The specific vaporizer known as the e-cigarette has made rapid in-roads among U.S. adolescents in recent years. In 2015, a substantially higher percentage of adolescents used e-cigarettes in the past 30 days than had smoked regular cigarettes. Specifically, in eighth grade the respective percentages are 9.5 percent vs. 3.6 percent, in 10th grade they are 14 percent vs. 6.3 percent, and in 12th grade they are 16.2 percent vs. 11.4 percent.

“Part of the reason for the popularity of vaporizers such as e-cigarettes is the perception that they do not harm health,” Miech said.

Only 19 percent of eighth-graders believe there is a great risk of people harming themselves with regular use of e-cigarettes. This compares to 63 percent of eighth-graders who think there is a great risk of people harming themselves by smoking one or more packs of tobacco cigarettes a day.

Because e-cigarettes are relatively new, a comprehensive assessment of their health impact — especially their long-term consequences — has yet to be developed, Miech said.

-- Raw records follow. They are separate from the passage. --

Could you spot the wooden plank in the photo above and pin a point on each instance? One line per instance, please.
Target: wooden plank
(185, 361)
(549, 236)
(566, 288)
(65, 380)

“E-cigarettes seem to be used in different ways at different ages,” he said. “Our finding that so few adolescents use e-cigarettes to stop smoking contrasts with studies of adults, who are more likely to use e-cigarettes to try to stop smoking cigarettes.”

Miech said that removing flavoring from e-cigarettes could be one way to reduce use among youth, while still making e-cigarettes available to adults who want to use them to quit smoking. He points out that in 2009 the Food and Drug Administration prohibited the addition of flavors (except menthol) to cigarettes, which likely helped reduce youth cigarette use.